Updated: Friday, 29th May 2020 @ 6:20am

Special report: Prostitution on the streets of Manchester will stay as long as demand is there

Special report: Prostitution on the streets of Manchester will stay as long as demand is there

By Sarah Brook

With thousands of fresher’s having descended on Manchester for the start of the university year, are any of them aware of some of the darker aspects that hide under the city’s arches? 

Prostitution continues to be a problem in Manchester but while the demand is still there, business will run as usual, as MM discovered Sarah Brook took to streets under Piccadilly Station to see and hear just what it is like on the average Saturday night for a ‘working girl’.

Walking along the cold, grey roads, a mixture of girls hang on every corner, wooing the drivers with their miniskirts and knee high boots.

For Claire, 31, life on the streets started at age fourteen, where she was tricked into a car by someone she once called her ‘friend’. 

Eighteen years on, Claire, a heroin addict, has seen the ups and downs of life on the streets and is now covered in scars that are a constant reminder of the traumas she puts herself through on a regular basis.

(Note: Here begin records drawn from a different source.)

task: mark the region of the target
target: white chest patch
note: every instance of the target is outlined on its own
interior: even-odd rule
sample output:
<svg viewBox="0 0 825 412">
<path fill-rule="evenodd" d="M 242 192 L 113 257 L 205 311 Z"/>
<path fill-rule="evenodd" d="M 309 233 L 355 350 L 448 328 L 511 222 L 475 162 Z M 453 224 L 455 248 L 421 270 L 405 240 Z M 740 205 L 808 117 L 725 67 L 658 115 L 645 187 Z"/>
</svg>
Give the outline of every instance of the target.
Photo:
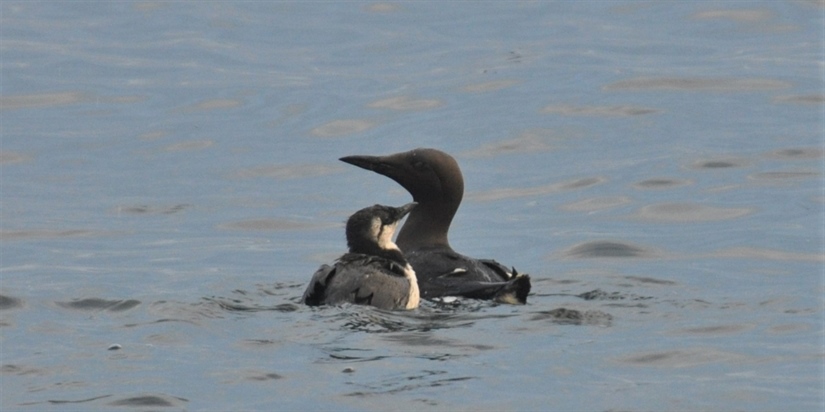
<svg viewBox="0 0 825 412">
<path fill-rule="evenodd" d="M 378 241 L 379 248 L 383 250 L 401 250 L 398 248 L 398 245 L 392 241 L 392 236 L 395 234 L 395 227 L 397 225 L 398 222 L 391 225 L 382 225 L 381 219 L 379 218 L 372 220 L 370 230 L 372 230 L 373 238 Z M 418 304 L 421 303 L 421 292 L 418 289 L 418 278 L 415 276 L 415 271 L 409 263 L 404 266 L 404 278 L 410 282 L 410 293 L 407 295 L 407 305 L 404 308 L 415 309 L 418 307 Z"/>
<path fill-rule="evenodd" d="M 406 309 L 415 309 L 421 303 L 421 292 L 418 290 L 418 278 L 409 263 L 404 267 L 404 277 L 410 281 L 410 294 L 407 296 Z"/>
</svg>

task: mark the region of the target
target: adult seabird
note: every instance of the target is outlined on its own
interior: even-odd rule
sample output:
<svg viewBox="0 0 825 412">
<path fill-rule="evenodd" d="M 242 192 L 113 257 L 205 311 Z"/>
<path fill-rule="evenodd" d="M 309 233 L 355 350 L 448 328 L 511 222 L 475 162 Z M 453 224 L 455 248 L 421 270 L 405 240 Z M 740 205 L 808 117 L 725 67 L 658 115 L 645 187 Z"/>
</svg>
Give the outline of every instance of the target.
<svg viewBox="0 0 825 412">
<path fill-rule="evenodd" d="M 452 156 L 436 149 L 414 149 L 340 160 L 395 180 L 418 203 L 396 243 L 415 269 L 422 297 L 464 296 L 526 303 L 528 275 L 492 259 L 461 255 L 450 247 L 447 232 L 464 196 L 464 178 Z"/>
<path fill-rule="evenodd" d="M 347 220 L 349 252 L 312 275 L 302 301 L 310 306 L 356 303 L 382 309 L 414 309 L 419 291 L 415 271 L 392 241 L 395 227 L 416 203 L 374 205 Z"/>
</svg>

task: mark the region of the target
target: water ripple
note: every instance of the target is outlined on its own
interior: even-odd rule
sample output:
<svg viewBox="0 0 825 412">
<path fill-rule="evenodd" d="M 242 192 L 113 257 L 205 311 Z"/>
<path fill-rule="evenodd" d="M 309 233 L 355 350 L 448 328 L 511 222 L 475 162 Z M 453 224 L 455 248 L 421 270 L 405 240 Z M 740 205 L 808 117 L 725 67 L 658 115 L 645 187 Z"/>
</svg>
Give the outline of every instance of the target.
<svg viewBox="0 0 825 412">
<path fill-rule="evenodd" d="M 792 86 L 786 81 L 760 78 L 637 77 L 608 84 L 603 89 L 606 91 L 748 92 L 787 89 Z"/>
<path fill-rule="evenodd" d="M 185 403 L 189 402 L 188 399 L 179 398 L 174 396 L 168 395 L 138 395 L 132 396 L 129 398 L 123 398 L 117 401 L 110 402 L 109 405 L 112 406 L 128 406 L 128 407 L 135 407 L 135 408 L 169 408 L 169 407 L 182 407 Z"/>
<path fill-rule="evenodd" d="M 633 186 L 637 189 L 670 189 L 674 187 L 687 186 L 693 182 L 687 179 L 671 179 L 671 178 L 652 178 L 642 180 L 635 183 Z"/>
<path fill-rule="evenodd" d="M 313 128 L 310 133 L 316 137 L 338 137 L 360 133 L 375 126 L 375 122 L 362 119 L 333 120 Z"/>
<path fill-rule="evenodd" d="M 490 202 L 503 199 L 513 199 L 528 196 L 544 196 L 567 190 L 585 189 L 606 182 L 607 179 L 601 176 L 574 179 L 565 182 L 552 183 L 543 186 L 522 187 L 522 188 L 500 188 L 483 192 L 470 193 L 467 198 L 480 202 Z"/>
<path fill-rule="evenodd" d="M 596 116 L 596 117 L 619 117 L 619 116 L 642 116 L 659 113 L 661 110 L 640 106 L 570 106 L 551 105 L 541 109 L 544 114 L 560 114 L 563 116 Z"/>
<path fill-rule="evenodd" d="M 236 179 L 252 179 L 259 177 L 268 177 L 273 179 L 302 179 L 306 177 L 327 176 L 339 173 L 342 170 L 344 170 L 344 168 L 339 166 L 326 166 L 313 163 L 282 164 L 242 169 L 232 173 L 230 177 Z"/>
<path fill-rule="evenodd" d="M 821 147 L 779 149 L 768 153 L 768 157 L 782 160 L 814 160 L 825 157 L 825 150 Z"/>
<path fill-rule="evenodd" d="M 468 157 L 491 157 L 512 153 L 538 153 L 552 150 L 547 142 L 552 135 L 549 132 L 528 131 L 512 139 L 488 143 L 478 149 L 465 152 Z"/>
<path fill-rule="evenodd" d="M 15 163 L 23 163 L 31 160 L 31 157 L 16 153 L 0 151 L 0 165 L 11 165 Z"/>
<path fill-rule="evenodd" d="M 642 352 L 619 359 L 621 363 L 638 366 L 686 368 L 707 363 L 741 362 L 746 356 L 713 348 L 684 348 L 670 351 Z"/>
<path fill-rule="evenodd" d="M 711 222 L 736 219 L 753 212 L 750 208 L 715 207 L 695 203 L 661 203 L 643 207 L 637 217 L 659 222 Z"/>
<path fill-rule="evenodd" d="M 564 252 L 575 259 L 589 258 L 649 258 L 656 256 L 650 249 L 631 243 L 612 240 L 594 240 L 580 243 Z"/>
<path fill-rule="evenodd" d="M 390 376 L 377 383 L 357 384 L 361 387 L 360 390 L 349 392 L 344 396 L 366 397 L 383 394 L 397 394 L 400 392 L 441 387 L 455 382 L 476 379 L 472 376 L 448 377 L 449 373 L 450 372 L 445 370 L 424 370 L 420 372 L 401 374 L 401 376 Z M 447 376 L 436 378 L 444 375 Z"/>
<path fill-rule="evenodd" d="M 801 94 L 801 95 L 777 96 L 773 99 L 773 101 L 776 102 L 776 103 L 822 105 L 822 104 L 825 104 L 825 95 L 822 95 L 822 94 Z"/>
<path fill-rule="evenodd" d="M 23 307 L 23 300 L 13 296 L 0 295 L 0 310 L 17 309 Z"/>
<path fill-rule="evenodd" d="M 140 305 L 139 300 L 109 300 L 101 298 L 77 299 L 70 302 L 55 302 L 58 306 L 76 310 L 105 310 L 123 312 Z"/>
<path fill-rule="evenodd" d="M 747 166 L 748 162 L 742 159 L 711 159 L 699 160 L 693 164 L 694 169 L 727 169 Z"/>
<path fill-rule="evenodd" d="M 568 203 L 560 206 L 559 208 L 568 212 L 596 212 L 613 209 L 615 207 L 628 204 L 631 201 L 632 200 L 627 196 L 595 197 Z"/>
<path fill-rule="evenodd" d="M 408 96 L 391 97 L 367 105 L 371 109 L 390 109 L 397 111 L 421 111 L 435 109 L 444 105 L 438 99 L 413 99 Z"/>
<path fill-rule="evenodd" d="M 289 230 L 331 229 L 340 226 L 338 223 L 262 218 L 222 223 L 217 227 L 223 230 L 280 232 Z"/>
</svg>

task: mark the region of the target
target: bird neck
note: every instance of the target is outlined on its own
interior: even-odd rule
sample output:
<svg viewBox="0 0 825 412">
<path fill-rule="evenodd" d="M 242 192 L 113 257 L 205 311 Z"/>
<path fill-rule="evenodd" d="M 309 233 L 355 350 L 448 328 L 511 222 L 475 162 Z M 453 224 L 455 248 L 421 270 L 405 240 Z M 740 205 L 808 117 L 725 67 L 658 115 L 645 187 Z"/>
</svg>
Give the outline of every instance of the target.
<svg viewBox="0 0 825 412">
<path fill-rule="evenodd" d="M 365 241 L 361 243 L 351 244 L 349 252 L 369 256 L 378 256 L 398 263 L 401 266 L 407 264 L 407 259 L 404 258 L 404 254 L 401 253 L 401 251 L 398 248 L 383 249 L 374 242 Z"/>
<path fill-rule="evenodd" d="M 447 233 L 459 202 L 419 202 L 407 216 L 398 232 L 395 243 L 402 251 L 410 252 L 423 247 L 450 248 Z"/>
</svg>

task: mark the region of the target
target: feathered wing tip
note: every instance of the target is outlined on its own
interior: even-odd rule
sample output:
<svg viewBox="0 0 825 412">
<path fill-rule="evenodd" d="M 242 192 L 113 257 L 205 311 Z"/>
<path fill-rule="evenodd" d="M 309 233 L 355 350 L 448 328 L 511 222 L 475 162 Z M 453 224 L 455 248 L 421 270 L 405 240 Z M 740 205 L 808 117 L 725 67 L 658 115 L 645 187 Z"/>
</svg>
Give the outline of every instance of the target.
<svg viewBox="0 0 825 412">
<path fill-rule="evenodd" d="M 524 305 L 527 303 L 530 288 L 530 275 L 520 274 L 513 268 L 512 277 L 507 281 L 507 285 L 496 293 L 493 300 L 510 305 Z"/>
<path fill-rule="evenodd" d="M 312 275 L 312 280 L 307 285 L 307 290 L 301 301 L 307 306 L 320 306 L 324 304 L 327 293 L 327 283 L 335 275 L 335 268 L 329 265 L 321 267 Z"/>
</svg>

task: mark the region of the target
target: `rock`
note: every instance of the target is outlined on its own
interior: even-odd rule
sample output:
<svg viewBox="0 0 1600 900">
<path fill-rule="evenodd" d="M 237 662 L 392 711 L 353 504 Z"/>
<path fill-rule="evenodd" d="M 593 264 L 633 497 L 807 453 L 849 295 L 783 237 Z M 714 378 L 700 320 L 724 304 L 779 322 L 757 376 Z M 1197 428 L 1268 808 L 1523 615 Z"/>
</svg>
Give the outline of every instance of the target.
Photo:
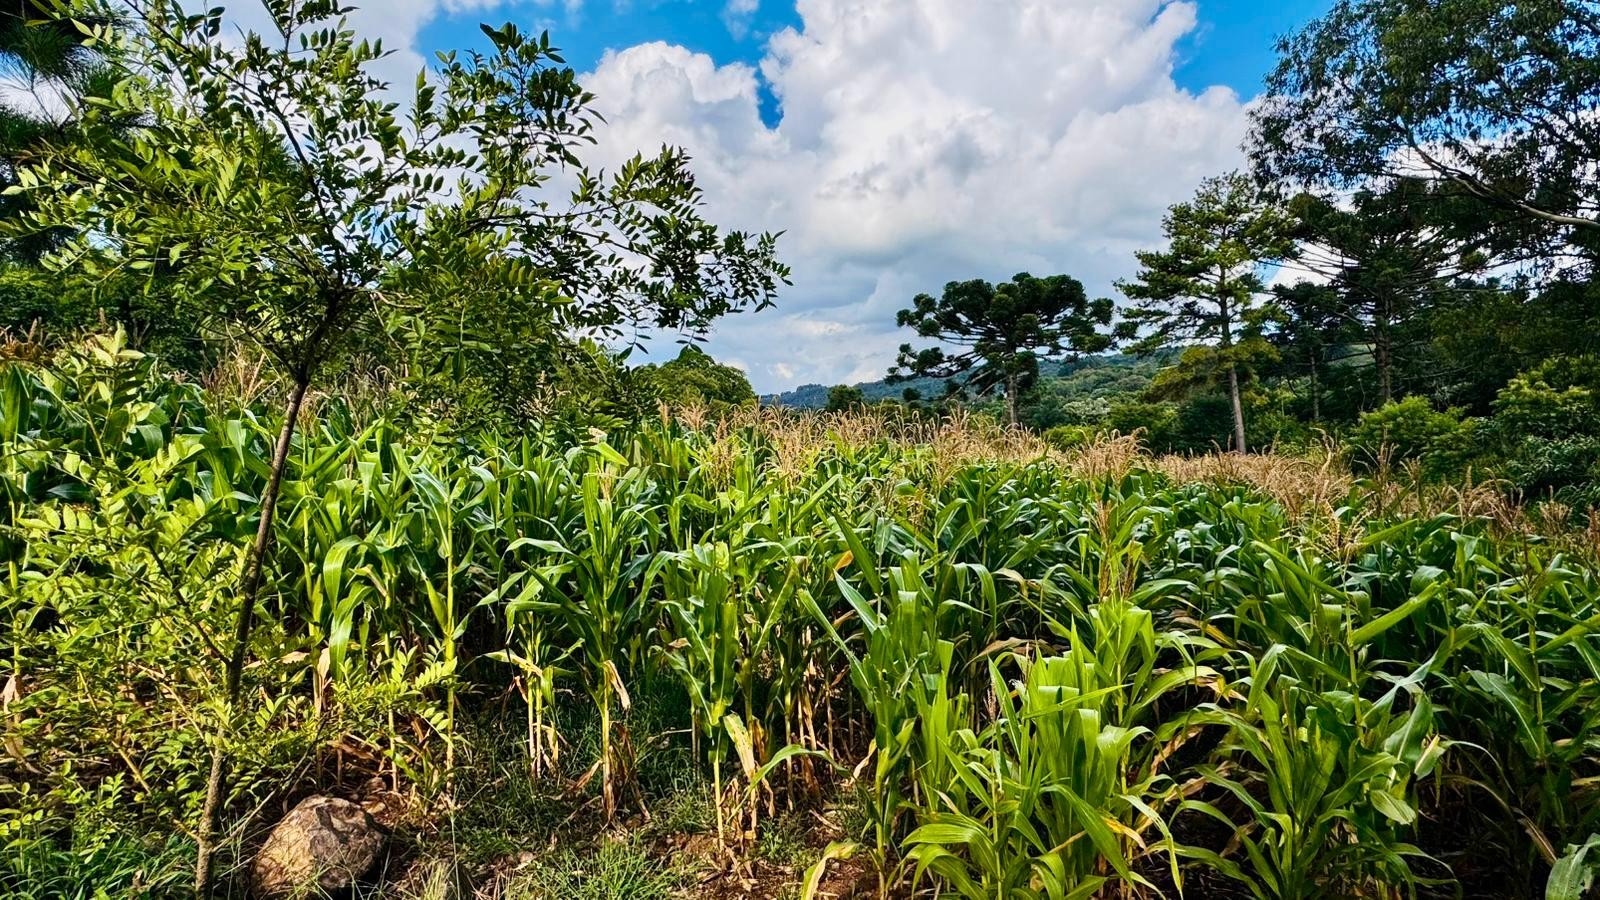
<svg viewBox="0 0 1600 900">
<path fill-rule="evenodd" d="M 360 806 L 336 797 L 307 797 L 267 835 L 250 881 L 259 897 L 337 891 L 372 868 L 383 839 Z"/>
</svg>

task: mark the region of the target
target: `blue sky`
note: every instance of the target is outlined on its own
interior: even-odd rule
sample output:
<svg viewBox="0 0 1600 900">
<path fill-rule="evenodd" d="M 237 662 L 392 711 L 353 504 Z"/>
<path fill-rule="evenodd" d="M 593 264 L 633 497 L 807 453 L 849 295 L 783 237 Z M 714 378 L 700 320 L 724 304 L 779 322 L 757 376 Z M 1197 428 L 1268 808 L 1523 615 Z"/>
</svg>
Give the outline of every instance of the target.
<svg viewBox="0 0 1600 900">
<path fill-rule="evenodd" d="M 356 24 L 398 83 L 481 21 L 548 29 L 607 118 L 587 162 L 682 146 L 713 221 L 784 232 L 794 285 L 707 344 L 766 392 L 882 377 L 914 340 L 895 311 L 946 281 L 1115 296 L 1167 206 L 1245 163 L 1274 39 L 1330 2 L 368 0 Z"/>
<path fill-rule="evenodd" d="M 444 11 L 422 30 L 429 50 L 480 46 L 480 22 L 548 28 L 567 62 L 588 71 L 607 50 L 650 41 L 678 44 L 720 63 L 756 64 L 768 37 L 802 23 L 793 0 L 757 0 L 748 16 L 726 14 L 724 0 L 591 0 L 568 9 L 491 4 Z M 1330 0 L 1199 0 L 1199 25 L 1179 46 L 1174 72 L 1190 90 L 1221 84 L 1242 96 L 1260 91 L 1273 43 L 1330 6 Z M 770 99 L 770 94 L 768 95 Z M 772 107 L 763 108 L 770 123 Z"/>
</svg>

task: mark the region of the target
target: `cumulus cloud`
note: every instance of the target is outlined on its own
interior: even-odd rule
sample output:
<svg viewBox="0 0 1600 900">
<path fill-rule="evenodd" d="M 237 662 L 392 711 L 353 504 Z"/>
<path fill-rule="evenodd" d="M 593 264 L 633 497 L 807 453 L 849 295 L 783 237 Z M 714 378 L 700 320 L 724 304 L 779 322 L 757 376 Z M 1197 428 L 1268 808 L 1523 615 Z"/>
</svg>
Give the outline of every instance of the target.
<svg viewBox="0 0 1600 900">
<path fill-rule="evenodd" d="M 728 0 L 722 7 L 722 24 L 735 40 L 744 40 L 750 33 L 750 20 L 761 8 L 761 0 Z"/>
<path fill-rule="evenodd" d="M 1192 3 L 799 0 L 798 12 L 756 67 L 649 43 L 584 77 L 610 123 L 599 161 L 682 145 L 714 221 L 785 232 L 794 286 L 776 310 L 724 320 L 708 347 L 759 390 L 881 377 L 912 339 L 895 311 L 951 279 L 1067 272 L 1109 293 L 1169 204 L 1241 162 L 1241 99 L 1172 78 Z"/>
<path fill-rule="evenodd" d="M 436 16 L 559 30 L 619 2 L 387 0 L 352 24 L 394 51 L 382 75 L 404 93 Z M 730 28 L 759 4 L 705 2 Z M 756 65 L 656 42 L 582 76 L 609 123 L 592 162 L 681 145 L 713 221 L 784 232 L 793 287 L 775 310 L 725 319 L 707 348 L 758 390 L 881 377 L 914 340 L 895 311 L 949 280 L 1066 272 L 1110 295 L 1165 208 L 1242 162 L 1244 101 L 1173 81 L 1189 0 L 797 0 L 797 13 Z"/>
</svg>

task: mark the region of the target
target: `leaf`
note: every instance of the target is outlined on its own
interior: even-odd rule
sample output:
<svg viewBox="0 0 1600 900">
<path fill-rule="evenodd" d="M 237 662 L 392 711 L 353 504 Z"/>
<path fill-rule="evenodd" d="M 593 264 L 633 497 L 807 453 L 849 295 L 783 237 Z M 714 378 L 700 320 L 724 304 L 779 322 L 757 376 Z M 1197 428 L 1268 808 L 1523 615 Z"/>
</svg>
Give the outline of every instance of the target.
<svg viewBox="0 0 1600 900">
<path fill-rule="evenodd" d="M 1417 610 L 1428 605 L 1428 601 L 1433 599 L 1434 595 L 1439 592 L 1441 587 L 1442 583 L 1434 582 L 1433 584 L 1428 585 L 1428 587 L 1424 589 L 1421 594 L 1412 597 L 1410 600 L 1407 600 L 1394 609 L 1389 610 L 1378 618 L 1373 619 L 1371 622 L 1368 622 L 1360 628 L 1357 628 L 1350 635 L 1351 642 L 1356 644 L 1365 644 L 1368 641 L 1371 641 L 1373 638 L 1378 637 L 1394 626 L 1410 618 L 1412 613 L 1415 613 Z"/>
<path fill-rule="evenodd" d="M 861 845 L 855 841 L 834 841 L 824 847 L 822 858 L 806 869 L 805 878 L 800 882 L 800 900 L 815 900 L 817 888 L 822 886 L 822 876 L 827 873 L 828 863 L 836 859 L 849 859 L 860 849 Z"/>
<path fill-rule="evenodd" d="M 1588 862 L 1589 851 L 1600 848 L 1600 834 L 1591 834 L 1582 846 L 1567 848 L 1567 854 L 1550 867 L 1545 882 L 1545 900 L 1584 900 L 1594 886 L 1596 865 Z"/>
<path fill-rule="evenodd" d="M 1382 813 L 1390 821 L 1401 825 L 1410 825 L 1417 820 L 1416 809 L 1394 794 L 1386 790 L 1375 790 L 1370 796 L 1372 798 L 1372 808 Z"/>
<path fill-rule="evenodd" d="M 750 741 L 750 732 L 744 727 L 744 720 L 736 713 L 728 713 L 722 717 L 722 728 L 728 732 L 728 739 L 733 741 L 734 752 L 739 754 L 739 765 L 744 769 L 744 776 L 754 782 L 756 752 Z"/>
</svg>

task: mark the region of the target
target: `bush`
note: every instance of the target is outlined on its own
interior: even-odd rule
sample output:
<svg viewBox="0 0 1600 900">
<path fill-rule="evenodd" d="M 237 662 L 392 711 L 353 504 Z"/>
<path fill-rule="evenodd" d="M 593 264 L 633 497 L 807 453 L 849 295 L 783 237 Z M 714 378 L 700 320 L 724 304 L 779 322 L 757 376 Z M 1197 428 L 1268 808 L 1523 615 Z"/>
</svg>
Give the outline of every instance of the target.
<svg viewBox="0 0 1600 900">
<path fill-rule="evenodd" d="M 1248 424 L 1248 417 L 1245 421 Z M 1200 394 L 1178 405 L 1172 449 L 1179 453 L 1226 450 L 1232 446 L 1232 434 L 1232 401 L 1219 394 Z"/>
<path fill-rule="evenodd" d="M 1529 437 L 1506 461 L 1503 474 L 1529 497 L 1593 506 L 1600 500 L 1600 435 Z"/>
<path fill-rule="evenodd" d="M 756 401 L 744 372 L 717 362 L 693 345 L 659 366 L 644 366 L 639 371 L 661 401 L 673 409 L 707 406 L 718 411 Z"/>
<path fill-rule="evenodd" d="M 1106 426 L 1121 434 L 1139 433 L 1140 443 L 1155 451 L 1172 449 L 1178 408 L 1171 403 L 1129 401 L 1111 407 Z"/>
<path fill-rule="evenodd" d="M 1495 398 L 1494 418 L 1519 439 L 1600 434 L 1600 357 L 1555 357 L 1511 379 Z"/>
<path fill-rule="evenodd" d="M 1600 502 L 1600 357 L 1545 360 L 1501 389 L 1487 437 L 1526 495 Z"/>
<path fill-rule="evenodd" d="M 1093 425 L 1057 425 L 1039 437 L 1053 449 L 1066 452 L 1093 442 L 1104 430 Z"/>
<path fill-rule="evenodd" d="M 836 384 L 828 389 L 828 405 L 824 409 L 828 412 L 848 412 L 866 405 L 867 396 L 861 392 L 861 388 Z"/>
<path fill-rule="evenodd" d="M 1460 471 L 1472 455 L 1473 425 L 1461 410 L 1440 411 L 1422 397 L 1407 397 L 1361 414 L 1345 435 L 1357 468 L 1420 461 L 1429 475 Z"/>
</svg>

Talking about some of her incidents Claire said: “A lot of things have happened to me – I have had my teeth punched out and I have been run over.“

Surprisingly when asked about her regular customers Claire explained that she gets everything from the suited and booted married professional in a Porsche to police officers who have just come off a shift.

If these working girls were given a choice not to dress the way they do and spend their evenings for as little as £10 a session selling themselves to every man and his dog, which would they chose?

Cate Allison, chief executive of MASH, a confidential and specialised service to street and sauna based female sex workers and female drug users in the Greater Manchester area said it was often the girls' own choice to work the streets,

She said: “It is very difficult when they have alcohol, drug and domestic violence problems. Are aim here at MASH is to empower them to make their own choices in their lives. By offering support for their other problems will hopefully enable them to make the right choice.”

MASH has five hundred women who come through their centre each year for advice and support and through the help of all the volunteers, twelve women have been rescued from the streets of Manchester this year.

Unfortunately one girl, Maria, 26, who did manage to escape, was pulled back into the job by the astonishing sums of money that she could earn in an evening. For Maria, prostitution was initially a way of fuelling her £150 drug habit

She explained: “No other job could offer me this sort of money but after being stabbed numerous times I left the streets and worked in a call centre.”

This unfortunately was short-lived and like many she was drawn back to what she knew best, the sex industry.

She added: “It could not pay the bills for my two children, so I had to return. The hardest thing now is I am clean and I am fully aware of what I am doing when I get in these cars.

"It is very hard to sleep at night, I hope to meet someone who can take me away from all of this.”